Inflation means a fall in purchasing power. The same £1 no longer carries the same value as before the oil price hike. To make it simple, now you buy lesser good with the same £1. Hence with an increase at least can compensate for the decreasing purchasing power
- To maintain economic momentum. GDP is largely associated with consumer spending (C). In most cases, C is the largest component of AD (aggregate demand). With an increase in wages, people are able to continue their consumption pattern as before. This could have a knock on effect onto other areas in the economy e.g. firms are able to remain profitable. As such, they may have more money for reinvestment (I) into their business & this could in turn affect AD & thus further economic growth
- To certain extent, it may increase productivity of employee. People seeing an increase in their paycheck will be more motivated to work. As a result, output will increase & this will help to lower down the costs of production due to a larger spread of costs over a greater number of outputs
- Lower down unemployment in the economy. How? As the gap between unemployment benefits (UK) & wages by working increase, people will soon realise that the opportunity costs of staying unemployed gets larger. Hence this will push more of those unemployed people into the labour market
1. It may not even compensate for the fall in purchasing power, if the increment is not justified or insignificant.
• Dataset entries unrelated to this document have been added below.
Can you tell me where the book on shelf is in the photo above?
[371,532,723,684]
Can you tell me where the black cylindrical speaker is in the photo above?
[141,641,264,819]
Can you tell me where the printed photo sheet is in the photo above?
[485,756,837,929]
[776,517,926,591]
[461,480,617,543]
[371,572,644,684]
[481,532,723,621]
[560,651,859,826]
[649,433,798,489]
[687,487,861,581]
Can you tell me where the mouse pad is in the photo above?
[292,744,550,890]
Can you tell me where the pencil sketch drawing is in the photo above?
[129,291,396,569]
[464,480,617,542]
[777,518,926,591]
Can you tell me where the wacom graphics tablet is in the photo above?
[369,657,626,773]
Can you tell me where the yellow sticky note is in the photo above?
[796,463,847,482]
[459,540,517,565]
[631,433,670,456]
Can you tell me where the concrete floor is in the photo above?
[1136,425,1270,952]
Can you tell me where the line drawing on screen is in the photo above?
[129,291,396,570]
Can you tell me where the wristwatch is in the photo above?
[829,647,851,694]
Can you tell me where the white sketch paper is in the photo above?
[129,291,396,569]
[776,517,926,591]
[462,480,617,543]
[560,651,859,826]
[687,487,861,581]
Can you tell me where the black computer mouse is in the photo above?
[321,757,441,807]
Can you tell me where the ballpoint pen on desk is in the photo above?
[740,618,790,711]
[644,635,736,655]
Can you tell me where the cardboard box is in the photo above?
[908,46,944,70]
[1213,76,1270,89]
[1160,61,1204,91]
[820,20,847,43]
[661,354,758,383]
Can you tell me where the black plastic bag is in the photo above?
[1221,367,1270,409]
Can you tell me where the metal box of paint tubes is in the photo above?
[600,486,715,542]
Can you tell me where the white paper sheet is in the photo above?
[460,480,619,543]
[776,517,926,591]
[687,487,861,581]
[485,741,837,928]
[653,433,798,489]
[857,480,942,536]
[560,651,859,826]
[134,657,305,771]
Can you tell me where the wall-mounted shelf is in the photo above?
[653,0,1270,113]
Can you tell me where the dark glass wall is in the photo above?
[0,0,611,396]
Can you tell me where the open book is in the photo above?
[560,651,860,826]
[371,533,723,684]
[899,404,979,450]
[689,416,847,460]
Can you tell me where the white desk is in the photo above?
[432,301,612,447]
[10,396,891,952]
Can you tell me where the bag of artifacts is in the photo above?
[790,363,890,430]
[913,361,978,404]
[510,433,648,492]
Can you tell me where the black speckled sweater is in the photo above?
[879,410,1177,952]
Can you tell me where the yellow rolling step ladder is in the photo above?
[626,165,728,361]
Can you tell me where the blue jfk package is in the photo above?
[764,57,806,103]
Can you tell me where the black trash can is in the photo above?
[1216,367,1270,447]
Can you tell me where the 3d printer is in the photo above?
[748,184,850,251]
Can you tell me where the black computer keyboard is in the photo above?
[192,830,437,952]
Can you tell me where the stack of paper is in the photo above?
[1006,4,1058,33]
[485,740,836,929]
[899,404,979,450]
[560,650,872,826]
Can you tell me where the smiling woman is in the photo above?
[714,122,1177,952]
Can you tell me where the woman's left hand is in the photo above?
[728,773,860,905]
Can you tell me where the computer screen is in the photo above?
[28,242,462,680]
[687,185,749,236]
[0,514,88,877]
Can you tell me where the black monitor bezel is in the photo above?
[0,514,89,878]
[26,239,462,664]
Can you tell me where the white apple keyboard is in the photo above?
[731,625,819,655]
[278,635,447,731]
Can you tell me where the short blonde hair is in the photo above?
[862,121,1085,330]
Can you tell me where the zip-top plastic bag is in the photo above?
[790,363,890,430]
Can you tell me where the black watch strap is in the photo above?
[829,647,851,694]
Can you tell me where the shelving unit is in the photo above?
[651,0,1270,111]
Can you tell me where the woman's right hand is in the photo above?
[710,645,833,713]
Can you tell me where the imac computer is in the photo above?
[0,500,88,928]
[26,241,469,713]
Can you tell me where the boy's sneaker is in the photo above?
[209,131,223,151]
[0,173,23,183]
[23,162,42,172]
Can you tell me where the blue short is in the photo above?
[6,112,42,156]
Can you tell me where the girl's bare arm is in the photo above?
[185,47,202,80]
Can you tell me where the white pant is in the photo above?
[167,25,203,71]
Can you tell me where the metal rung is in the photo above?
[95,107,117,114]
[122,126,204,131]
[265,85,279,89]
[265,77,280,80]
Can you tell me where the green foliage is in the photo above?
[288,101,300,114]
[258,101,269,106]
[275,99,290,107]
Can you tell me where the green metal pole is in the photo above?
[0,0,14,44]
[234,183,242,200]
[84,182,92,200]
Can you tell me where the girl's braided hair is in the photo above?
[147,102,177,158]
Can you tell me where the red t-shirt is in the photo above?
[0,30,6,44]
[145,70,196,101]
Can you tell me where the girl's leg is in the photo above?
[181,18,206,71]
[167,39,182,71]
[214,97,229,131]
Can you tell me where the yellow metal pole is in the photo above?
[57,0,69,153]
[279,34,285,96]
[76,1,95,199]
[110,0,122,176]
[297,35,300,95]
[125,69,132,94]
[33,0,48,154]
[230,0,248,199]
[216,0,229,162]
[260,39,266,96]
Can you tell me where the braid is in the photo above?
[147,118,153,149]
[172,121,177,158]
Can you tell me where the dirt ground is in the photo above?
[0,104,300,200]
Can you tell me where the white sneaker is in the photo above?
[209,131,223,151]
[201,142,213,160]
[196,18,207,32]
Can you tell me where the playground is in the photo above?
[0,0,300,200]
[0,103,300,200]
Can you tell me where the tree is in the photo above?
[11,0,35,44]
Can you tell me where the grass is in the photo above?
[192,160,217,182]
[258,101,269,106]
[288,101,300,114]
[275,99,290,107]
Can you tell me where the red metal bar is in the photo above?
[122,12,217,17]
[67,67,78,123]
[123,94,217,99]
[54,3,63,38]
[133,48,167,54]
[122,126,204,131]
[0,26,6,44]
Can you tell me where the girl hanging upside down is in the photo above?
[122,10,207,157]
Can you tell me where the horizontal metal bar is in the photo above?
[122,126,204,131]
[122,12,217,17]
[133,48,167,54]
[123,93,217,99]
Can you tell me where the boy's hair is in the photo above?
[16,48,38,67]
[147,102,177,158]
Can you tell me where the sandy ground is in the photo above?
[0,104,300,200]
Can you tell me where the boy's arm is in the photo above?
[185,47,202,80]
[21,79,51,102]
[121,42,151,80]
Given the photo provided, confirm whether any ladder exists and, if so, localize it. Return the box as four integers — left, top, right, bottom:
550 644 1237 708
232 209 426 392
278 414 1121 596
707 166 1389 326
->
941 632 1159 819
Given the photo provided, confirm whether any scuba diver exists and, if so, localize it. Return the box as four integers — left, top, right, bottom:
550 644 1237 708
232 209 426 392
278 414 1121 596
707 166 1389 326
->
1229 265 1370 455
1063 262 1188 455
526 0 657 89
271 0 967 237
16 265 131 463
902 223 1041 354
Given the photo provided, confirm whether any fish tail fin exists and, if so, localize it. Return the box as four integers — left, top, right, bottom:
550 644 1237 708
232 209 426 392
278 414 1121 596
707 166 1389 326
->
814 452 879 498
Example if costs of living overall increase by 15%, but the hike in salary is just 4%, then it may not help to ease the burden of those low-paid employees by much although one could argue that it is better than nothing
2. An increase in paycheck means an increase in the costs of production to firms. As a result the final goods being sold will be priced higher so as to maintain the company’s profitability. Seeing this, employees will soon realised that they are being priced out & they will demand another round of increase in pay. So, again the final goods being produced will be even more expensive. This cycle will repeat itself & it’s called WAGE-SPIRAL inflation. Situation could be worse if we factor in possible increase of oil price to USD$ 200 per barrel this year
3. Workers will still be worse off! How? Under the progressive tax system, an increase in paycheck means falling into higher income bracket. Say if inflation increase by 4% & a person’s nominal income increase by 4%, his real income remain unchanged. But as his nominal income is higher, he will be subjected to higher tax. So overall the employee is worse off. Furthermore it is unlikely, that our paycheck increase at the rate of inflation. Likely, it could be lower!
4. Higher pay could also mean greater extent of unemployment in the economy! Firms will attempt to cut their costs of production & the normal measure being undertaken is retrenchment although one could argue that they can cut their costs elsewhere
doesn't more wages mean an accelerated inflation?
for example, lets say price of everyday necessity went up by 20%, and the wages rise by 20%.
the producers, looking at the wage raise (and seeing that people's demand have been restored), would raise their price of good again, after some time?
Thank you so much for penning your opinion. You're right! This is what we called as wage-spiral or wage-push inflation.
So, is the only possible answer to the horrible wage-spiral, is a government intervention?